I’m delighted to announce that I’m a Sydney-sider again, returning to this beautiful city to live after a 16-years absence. I’m back to take on a more dedicated role as Artistic Director here at Pinchgut Opera and in fact I am typing this now in my newly renovated office here at our spaces at The Opera Centre.
I have been a full-time academic for the last seven years and I’ve lived in three cities. After completing my PhD in Montreal I moved to Wellington, and then to Canberra, and finally to Melbourne. It has been unexpectedly emotional for me to now return to the city that I last left as a resident when I was 25 years old. Although I have enjoyed my time in the university sector, it feels incredibly liberating to be pursuing my dreams now as a fully-fledged creative spirit in artistic leadership of a company that is going from strength to strength.
Our next project brings us into new territory.

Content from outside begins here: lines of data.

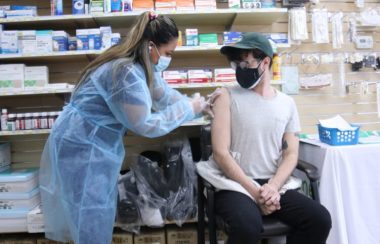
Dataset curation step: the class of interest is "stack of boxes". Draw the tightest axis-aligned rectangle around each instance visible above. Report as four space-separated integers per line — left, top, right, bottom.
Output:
0 168 41 233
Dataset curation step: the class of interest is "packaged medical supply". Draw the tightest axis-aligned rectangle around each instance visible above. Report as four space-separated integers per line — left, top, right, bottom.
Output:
76 29 89 50
36 30 53 53
72 0 84 14
24 66 49 88
162 70 187 84
53 31 68 52
18 30 37 54
0 64 25 89
187 69 212 83
186 29 199 46
223 31 241 45
199 33 218 47
88 28 102 50
214 68 236 82
1 31 19 54
0 167 38 195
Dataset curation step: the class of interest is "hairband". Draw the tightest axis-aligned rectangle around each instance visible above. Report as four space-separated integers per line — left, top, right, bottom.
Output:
149 12 158 21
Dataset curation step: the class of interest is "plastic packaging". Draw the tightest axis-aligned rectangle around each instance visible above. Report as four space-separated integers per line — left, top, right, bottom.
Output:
117 137 197 233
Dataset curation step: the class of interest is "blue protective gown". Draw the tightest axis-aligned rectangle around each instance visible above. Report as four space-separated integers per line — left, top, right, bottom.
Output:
40 59 195 244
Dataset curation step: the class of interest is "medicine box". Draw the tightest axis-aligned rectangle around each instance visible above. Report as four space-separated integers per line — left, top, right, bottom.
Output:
187 69 212 83
0 142 11 172
186 29 199 46
88 28 102 50
0 188 41 210
0 168 38 194
0 208 29 233
26 205 45 233
162 70 187 84
223 31 241 45
214 68 236 82
36 30 53 53
53 31 68 52
1 31 18 54
0 64 25 89
76 29 89 50
18 30 37 54
24 66 49 88
199 33 218 47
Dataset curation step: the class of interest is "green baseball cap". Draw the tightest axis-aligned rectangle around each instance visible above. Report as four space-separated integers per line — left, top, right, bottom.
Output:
220 32 273 58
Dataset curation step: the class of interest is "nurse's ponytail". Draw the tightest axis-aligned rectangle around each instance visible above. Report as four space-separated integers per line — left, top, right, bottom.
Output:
74 12 178 91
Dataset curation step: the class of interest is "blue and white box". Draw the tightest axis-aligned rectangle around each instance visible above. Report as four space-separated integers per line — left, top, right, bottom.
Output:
99 26 112 49
0 142 11 173
1 31 19 54
68 36 77 51
53 31 68 52
0 187 41 210
0 168 38 193
18 30 37 54
36 30 53 53
111 33 121 46
72 0 84 14
88 28 102 50
223 31 241 45
0 209 29 233
76 29 89 50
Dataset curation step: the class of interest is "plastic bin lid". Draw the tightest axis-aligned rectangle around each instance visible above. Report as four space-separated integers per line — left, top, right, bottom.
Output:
0 187 40 200
0 168 38 183
0 209 30 219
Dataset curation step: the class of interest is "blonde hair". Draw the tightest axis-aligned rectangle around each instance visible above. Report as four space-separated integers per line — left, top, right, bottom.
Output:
74 12 178 92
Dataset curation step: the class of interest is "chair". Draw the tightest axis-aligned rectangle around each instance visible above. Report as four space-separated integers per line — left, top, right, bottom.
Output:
198 125 320 244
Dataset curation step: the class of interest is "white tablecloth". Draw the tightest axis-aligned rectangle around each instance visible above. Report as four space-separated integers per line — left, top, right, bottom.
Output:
299 143 380 244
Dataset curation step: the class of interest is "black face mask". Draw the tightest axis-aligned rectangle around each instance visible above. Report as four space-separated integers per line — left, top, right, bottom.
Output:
236 65 264 89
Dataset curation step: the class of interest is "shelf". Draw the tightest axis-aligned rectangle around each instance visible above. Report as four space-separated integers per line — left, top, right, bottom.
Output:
0 129 50 136
0 8 288 29
0 118 210 136
0 88 73 97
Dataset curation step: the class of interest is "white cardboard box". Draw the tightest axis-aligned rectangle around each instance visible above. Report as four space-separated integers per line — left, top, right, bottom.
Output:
0 64 25 89
0 168 38 193
0 188 41 210
24 66 49 88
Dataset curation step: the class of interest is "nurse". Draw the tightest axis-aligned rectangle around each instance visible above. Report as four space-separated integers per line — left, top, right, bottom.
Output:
40 12 215 244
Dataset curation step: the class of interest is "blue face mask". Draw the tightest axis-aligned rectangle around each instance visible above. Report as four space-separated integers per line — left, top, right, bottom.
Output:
154 45 172 72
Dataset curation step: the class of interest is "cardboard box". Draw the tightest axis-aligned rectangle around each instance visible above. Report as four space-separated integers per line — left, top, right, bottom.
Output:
166 228 198 244
133 229 166 244
24 66 49 88
0 64 25 89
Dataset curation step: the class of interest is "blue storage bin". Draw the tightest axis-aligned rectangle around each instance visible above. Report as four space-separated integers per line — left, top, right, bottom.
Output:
318 124 360 146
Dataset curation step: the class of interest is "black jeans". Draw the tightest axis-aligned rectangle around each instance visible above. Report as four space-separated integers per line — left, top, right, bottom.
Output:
215 182 331 244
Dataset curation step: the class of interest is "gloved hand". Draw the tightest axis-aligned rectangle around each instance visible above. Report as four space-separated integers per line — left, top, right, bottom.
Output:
191 92 207 114
203 88 222 118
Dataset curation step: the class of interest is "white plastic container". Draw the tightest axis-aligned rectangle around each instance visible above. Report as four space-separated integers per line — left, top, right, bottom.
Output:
0 168 38 194
0 209 29 233
0 188 41 210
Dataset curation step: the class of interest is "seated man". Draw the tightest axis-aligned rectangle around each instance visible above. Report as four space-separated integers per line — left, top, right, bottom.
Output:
197 33 331 244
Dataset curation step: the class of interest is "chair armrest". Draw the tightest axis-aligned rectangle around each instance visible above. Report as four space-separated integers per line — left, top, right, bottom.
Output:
296 160 321 182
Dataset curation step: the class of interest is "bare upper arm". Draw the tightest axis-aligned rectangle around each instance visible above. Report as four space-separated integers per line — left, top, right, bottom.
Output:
211 88 231 154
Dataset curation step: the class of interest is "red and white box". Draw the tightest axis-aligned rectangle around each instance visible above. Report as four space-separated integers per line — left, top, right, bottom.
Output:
162 70 188 84
187 69 212 83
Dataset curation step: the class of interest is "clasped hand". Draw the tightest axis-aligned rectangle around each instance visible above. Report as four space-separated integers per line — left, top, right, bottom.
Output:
258 183 281 215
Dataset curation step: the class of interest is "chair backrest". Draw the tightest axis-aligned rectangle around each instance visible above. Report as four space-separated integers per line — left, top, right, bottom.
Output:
198 125 319 244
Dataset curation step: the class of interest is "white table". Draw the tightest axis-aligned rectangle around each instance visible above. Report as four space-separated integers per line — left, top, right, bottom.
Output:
299 142 380 244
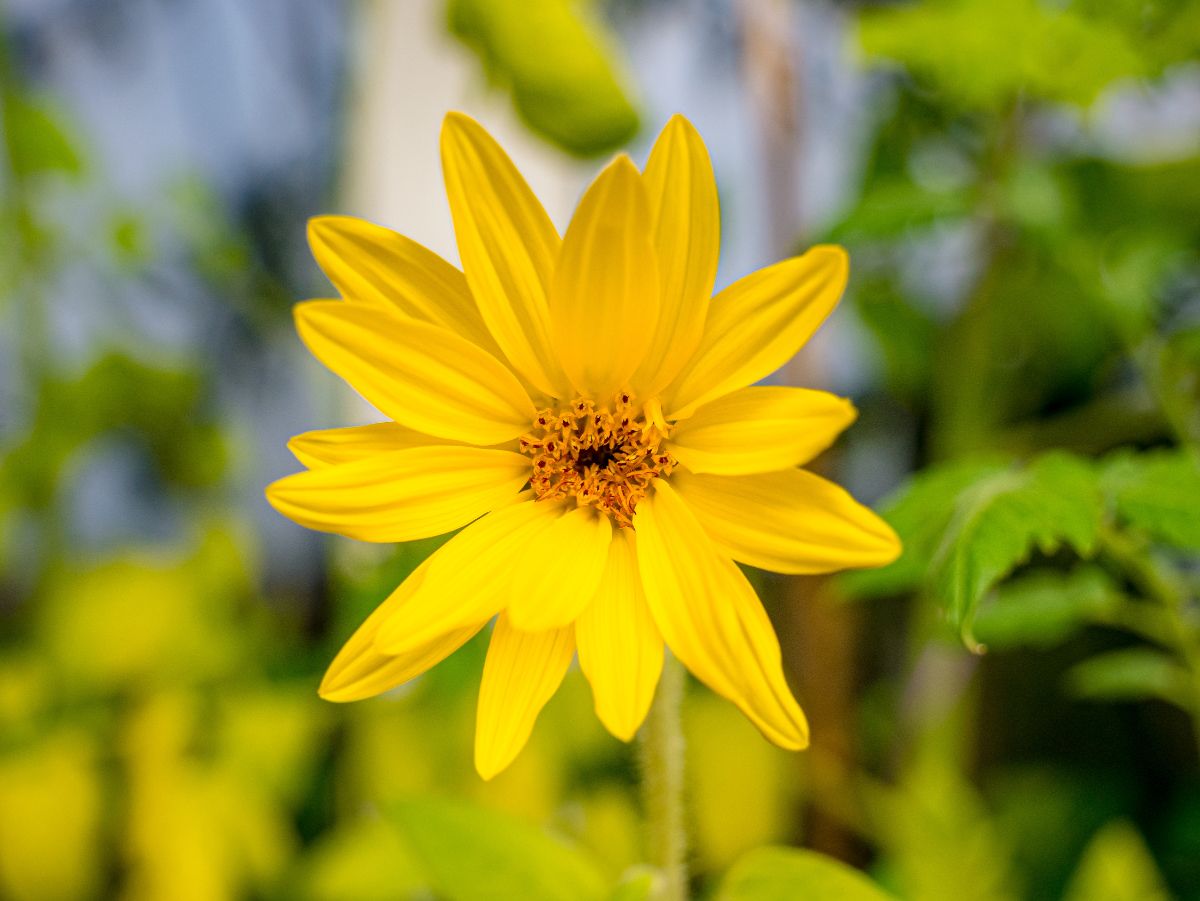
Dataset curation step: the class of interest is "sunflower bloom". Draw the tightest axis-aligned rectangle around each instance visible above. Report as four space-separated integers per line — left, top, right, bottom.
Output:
268 113 899 779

Soon we explore two of my favourite baroque works: Telemann’s Thunder Ode and Bach’s Easter Oratorio. Both of these celebratory works are scored for exactly the same festive orchestration and we are additionally presenting the works in the format that Bach and Telemann originally heard them in: one-to-a-part.
Telemann was one of the most innovative and imaginative composers of his generation. I remember a professor of mine once referring to him as a “staubsauger” of styles—this is my favourite German word: dust-sucker or vacuum cleaner. He was famously inspired by folk music: “I once heard 36 bagpipes and 8 Polish violins playing together,” he wrote. “It is impossible to imagine the fantastic musical ideas they presented between dances when the dancers rested and the musicians improvised music together to fill out the time. Anyone who paid very close attention could pick up in 8 days sufficient musical ideas to last a lifetime. In short, in this music there is much that is good if you know how to work this material properly.”

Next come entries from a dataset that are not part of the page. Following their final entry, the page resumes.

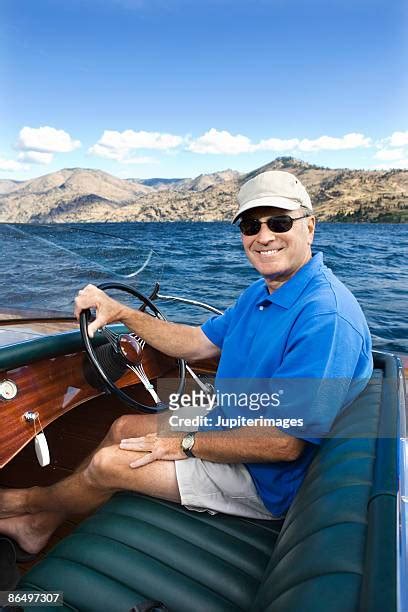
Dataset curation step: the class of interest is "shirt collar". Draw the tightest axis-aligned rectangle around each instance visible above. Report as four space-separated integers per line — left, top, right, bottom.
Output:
258 252 323 309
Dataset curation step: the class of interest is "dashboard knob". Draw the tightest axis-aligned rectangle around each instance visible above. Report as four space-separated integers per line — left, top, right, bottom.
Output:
0 379 17 400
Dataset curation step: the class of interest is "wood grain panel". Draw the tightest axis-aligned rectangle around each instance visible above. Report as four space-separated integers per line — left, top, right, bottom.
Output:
0 346 175 468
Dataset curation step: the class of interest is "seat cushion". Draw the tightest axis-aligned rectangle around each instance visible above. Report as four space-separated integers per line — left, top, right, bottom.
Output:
19 493 282 612
254 370 383 612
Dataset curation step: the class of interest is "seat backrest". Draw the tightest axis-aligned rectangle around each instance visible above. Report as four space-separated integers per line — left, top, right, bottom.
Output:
253 358 397 612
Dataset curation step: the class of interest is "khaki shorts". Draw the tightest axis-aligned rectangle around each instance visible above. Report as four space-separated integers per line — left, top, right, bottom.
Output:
175 457 278 520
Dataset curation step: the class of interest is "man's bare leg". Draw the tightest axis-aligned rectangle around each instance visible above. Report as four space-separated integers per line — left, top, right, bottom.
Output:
0 415 166 553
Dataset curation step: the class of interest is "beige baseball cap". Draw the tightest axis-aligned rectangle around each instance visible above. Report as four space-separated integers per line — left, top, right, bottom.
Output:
232 170 313 223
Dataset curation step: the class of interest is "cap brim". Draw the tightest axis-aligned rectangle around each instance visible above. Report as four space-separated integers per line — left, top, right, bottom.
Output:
232 197 302 223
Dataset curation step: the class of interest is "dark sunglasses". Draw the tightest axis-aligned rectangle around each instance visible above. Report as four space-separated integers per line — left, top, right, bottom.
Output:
239 215 310 236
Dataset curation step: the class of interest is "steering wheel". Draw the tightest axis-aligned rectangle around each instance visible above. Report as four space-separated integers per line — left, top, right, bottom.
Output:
79 282 186 413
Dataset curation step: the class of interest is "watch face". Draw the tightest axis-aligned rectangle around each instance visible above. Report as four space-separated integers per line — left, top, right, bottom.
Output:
181 434 194 450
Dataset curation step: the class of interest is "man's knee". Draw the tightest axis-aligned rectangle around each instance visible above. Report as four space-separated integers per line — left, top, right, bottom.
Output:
85 446 117 487
108 414 133 444
108 414 157 444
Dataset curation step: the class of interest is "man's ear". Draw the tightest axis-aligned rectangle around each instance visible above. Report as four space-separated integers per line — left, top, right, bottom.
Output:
307 217 316 245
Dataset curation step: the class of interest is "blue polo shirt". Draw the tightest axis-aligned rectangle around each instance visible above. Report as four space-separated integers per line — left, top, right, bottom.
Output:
202 253 372 517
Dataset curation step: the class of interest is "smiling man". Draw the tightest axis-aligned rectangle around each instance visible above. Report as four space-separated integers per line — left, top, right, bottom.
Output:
0 171 372 552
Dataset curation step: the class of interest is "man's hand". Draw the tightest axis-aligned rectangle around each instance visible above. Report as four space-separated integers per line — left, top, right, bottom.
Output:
119 433 187 468
74 285 126 338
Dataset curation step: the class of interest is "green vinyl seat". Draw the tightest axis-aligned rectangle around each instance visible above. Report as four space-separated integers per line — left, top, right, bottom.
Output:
18 357 397 612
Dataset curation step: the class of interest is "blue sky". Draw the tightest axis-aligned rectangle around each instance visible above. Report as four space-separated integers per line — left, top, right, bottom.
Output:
0 0 408 180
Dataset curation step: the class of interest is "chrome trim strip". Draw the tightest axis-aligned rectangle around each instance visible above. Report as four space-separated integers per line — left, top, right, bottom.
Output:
396 358 408 612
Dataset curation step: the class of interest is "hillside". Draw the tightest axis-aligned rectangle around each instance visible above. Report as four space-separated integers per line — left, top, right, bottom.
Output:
0 157 408 223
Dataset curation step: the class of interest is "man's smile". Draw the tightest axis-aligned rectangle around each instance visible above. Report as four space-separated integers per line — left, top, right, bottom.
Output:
254 247 284 257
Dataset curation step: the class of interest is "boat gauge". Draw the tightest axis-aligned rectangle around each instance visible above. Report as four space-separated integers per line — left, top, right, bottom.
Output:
0 379 17 400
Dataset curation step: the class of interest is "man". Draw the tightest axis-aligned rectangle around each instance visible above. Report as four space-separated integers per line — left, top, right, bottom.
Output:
0 171 372 552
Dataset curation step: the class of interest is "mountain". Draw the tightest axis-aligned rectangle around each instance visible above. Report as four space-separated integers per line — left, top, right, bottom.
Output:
0 157 408 223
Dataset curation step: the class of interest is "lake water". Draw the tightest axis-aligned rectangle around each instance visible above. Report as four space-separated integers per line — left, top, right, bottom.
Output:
0 222 408 353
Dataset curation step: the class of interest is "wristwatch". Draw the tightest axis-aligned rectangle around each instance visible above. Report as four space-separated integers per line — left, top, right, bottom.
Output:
180 432 195 457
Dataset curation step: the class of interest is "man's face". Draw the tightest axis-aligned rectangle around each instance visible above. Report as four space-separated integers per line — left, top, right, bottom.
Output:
242 207 315 291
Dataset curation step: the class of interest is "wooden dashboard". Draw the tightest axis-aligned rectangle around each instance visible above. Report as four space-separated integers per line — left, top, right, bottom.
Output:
0 346 175 468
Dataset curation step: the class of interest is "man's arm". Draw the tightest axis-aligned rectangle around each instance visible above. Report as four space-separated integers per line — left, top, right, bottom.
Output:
74 285 220 360
120 426 305 468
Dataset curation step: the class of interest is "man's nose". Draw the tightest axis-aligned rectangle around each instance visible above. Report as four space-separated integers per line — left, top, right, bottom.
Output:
256 221 275 243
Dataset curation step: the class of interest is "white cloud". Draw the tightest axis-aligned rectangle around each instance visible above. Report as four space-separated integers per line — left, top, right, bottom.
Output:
17 125 81 153
256 138 299 151
386 132 408 147
88 130 184 163
18 151 54 164
298 132 372 151
122 156 160 164
188 128 255 155
0 158 27 172
374 149 405 161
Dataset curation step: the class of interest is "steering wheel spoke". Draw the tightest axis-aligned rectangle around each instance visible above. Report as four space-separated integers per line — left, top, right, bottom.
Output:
98 325 120 352
79 282 186 413
127 364 162 405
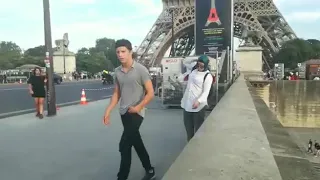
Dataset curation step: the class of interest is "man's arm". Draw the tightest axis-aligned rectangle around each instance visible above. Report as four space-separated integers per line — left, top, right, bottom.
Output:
138 67 154 109
106 80 121 112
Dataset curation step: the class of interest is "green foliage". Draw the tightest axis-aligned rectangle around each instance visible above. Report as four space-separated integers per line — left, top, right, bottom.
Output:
0 38 120 73
274 39 320 68
0 41 22 69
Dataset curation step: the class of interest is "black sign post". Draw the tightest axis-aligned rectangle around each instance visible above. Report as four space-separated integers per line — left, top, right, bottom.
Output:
195 0 233 55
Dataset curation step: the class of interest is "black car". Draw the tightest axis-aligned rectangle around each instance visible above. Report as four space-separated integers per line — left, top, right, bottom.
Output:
53 73 62 84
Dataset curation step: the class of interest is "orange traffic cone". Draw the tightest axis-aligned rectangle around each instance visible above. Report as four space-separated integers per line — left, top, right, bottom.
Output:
80 89 88 105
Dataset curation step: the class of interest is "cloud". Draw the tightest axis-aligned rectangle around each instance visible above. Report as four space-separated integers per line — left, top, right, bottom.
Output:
127 0 162 14
64 0 96 4
286 11 320 23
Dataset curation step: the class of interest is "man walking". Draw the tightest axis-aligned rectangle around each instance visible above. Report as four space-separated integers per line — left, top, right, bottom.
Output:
104 39 155 180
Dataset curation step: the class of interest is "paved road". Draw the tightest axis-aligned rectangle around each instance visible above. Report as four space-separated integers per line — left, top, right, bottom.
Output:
0 100 188 180
0 81 112 117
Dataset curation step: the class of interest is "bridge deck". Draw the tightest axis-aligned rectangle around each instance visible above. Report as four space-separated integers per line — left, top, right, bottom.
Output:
0 100 186 180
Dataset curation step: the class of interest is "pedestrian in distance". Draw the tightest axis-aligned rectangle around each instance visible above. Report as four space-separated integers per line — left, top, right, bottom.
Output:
28 67 47 119
307 139 313 153
181 55 213 141
103 39 155 180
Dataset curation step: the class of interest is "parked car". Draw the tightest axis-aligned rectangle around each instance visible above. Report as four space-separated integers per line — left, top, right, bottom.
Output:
53 73 62 84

Telemann’s Thunder Ode was written in the same year as the great Lisbon Earthquake, a terrifying catastrophe that shook Europe to its core. Rather than responding with a work of lamentation, Telemann’s work is rather a hymn to the awe-inspiring forces of nature.

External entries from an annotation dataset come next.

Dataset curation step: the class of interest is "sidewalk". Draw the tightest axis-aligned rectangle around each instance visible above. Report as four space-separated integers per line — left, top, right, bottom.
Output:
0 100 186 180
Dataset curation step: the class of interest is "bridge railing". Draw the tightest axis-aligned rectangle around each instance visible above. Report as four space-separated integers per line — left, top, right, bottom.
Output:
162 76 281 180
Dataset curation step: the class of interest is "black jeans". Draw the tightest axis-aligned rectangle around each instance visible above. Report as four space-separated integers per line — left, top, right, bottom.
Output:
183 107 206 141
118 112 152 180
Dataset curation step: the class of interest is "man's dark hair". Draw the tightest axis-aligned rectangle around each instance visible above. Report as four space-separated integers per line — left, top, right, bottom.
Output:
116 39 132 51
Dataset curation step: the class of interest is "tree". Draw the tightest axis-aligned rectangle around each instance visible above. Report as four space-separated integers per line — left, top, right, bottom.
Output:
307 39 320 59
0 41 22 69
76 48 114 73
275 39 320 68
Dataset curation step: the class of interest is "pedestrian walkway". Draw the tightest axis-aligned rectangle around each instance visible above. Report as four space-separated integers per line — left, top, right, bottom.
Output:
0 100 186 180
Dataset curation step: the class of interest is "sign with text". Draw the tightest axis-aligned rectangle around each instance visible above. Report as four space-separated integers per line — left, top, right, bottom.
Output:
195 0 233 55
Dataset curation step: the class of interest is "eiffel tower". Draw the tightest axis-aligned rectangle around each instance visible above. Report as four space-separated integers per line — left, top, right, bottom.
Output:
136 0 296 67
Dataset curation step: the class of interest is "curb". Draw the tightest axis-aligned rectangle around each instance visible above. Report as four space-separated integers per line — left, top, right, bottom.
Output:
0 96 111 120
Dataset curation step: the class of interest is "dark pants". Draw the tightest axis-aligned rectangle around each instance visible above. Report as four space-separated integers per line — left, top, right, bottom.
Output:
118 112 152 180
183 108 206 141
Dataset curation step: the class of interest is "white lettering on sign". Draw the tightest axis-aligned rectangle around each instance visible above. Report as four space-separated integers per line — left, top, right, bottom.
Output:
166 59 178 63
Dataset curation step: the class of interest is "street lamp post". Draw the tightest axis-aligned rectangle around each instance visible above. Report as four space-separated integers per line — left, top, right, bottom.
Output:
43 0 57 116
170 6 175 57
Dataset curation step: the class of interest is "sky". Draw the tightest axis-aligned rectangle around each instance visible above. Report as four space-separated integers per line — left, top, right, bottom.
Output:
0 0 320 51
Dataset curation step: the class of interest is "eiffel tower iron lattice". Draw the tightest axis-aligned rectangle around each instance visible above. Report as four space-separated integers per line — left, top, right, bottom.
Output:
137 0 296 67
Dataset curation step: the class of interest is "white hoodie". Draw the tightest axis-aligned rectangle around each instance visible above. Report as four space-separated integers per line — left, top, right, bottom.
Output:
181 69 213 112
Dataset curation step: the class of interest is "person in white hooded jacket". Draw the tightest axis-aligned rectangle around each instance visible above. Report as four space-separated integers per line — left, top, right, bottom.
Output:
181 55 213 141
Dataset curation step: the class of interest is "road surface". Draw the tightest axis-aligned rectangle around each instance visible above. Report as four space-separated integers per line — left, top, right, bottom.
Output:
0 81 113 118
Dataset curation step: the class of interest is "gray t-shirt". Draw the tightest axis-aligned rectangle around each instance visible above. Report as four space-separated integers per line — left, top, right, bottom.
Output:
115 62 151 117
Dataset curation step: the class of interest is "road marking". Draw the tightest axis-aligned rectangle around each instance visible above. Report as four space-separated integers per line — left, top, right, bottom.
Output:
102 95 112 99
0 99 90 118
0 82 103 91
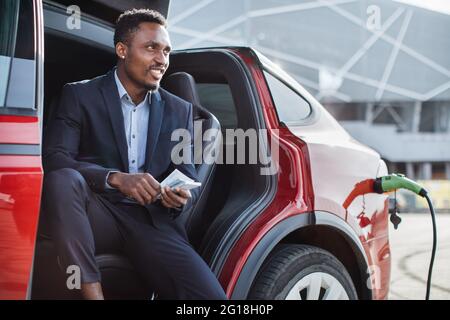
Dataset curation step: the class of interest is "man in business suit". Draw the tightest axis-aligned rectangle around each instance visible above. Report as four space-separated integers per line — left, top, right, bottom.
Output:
42 9 226 299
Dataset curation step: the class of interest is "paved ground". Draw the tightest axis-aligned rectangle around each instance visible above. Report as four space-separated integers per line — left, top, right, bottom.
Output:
389 214 450 300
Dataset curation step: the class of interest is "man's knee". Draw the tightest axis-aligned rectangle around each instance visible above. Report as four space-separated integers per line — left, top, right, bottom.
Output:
44 168 86 191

Unlike its counterpart the Christmas Oratorio, Bach’s Easter Oratorio has no narrator. But four characters are assigned to the four voice parts: Simon Peter (tenor) and John the Apostle (bass), appear in the first duet hurrying to Jesus' grave and finding it empty, meeting there Mary Magdalene (alto) and "the other Mary" (soprano). This work has one of my favourite slumber arias of the 18th century: “Sanfte soll mein Todeskummer.”
I’m thrilled to be back in bustling Sydney with its beaches and fine weather and I’m excited to be nearer my friends, my family, and my dear colleagues at Pinchgut and in the wider music community. Say hello if you see me around!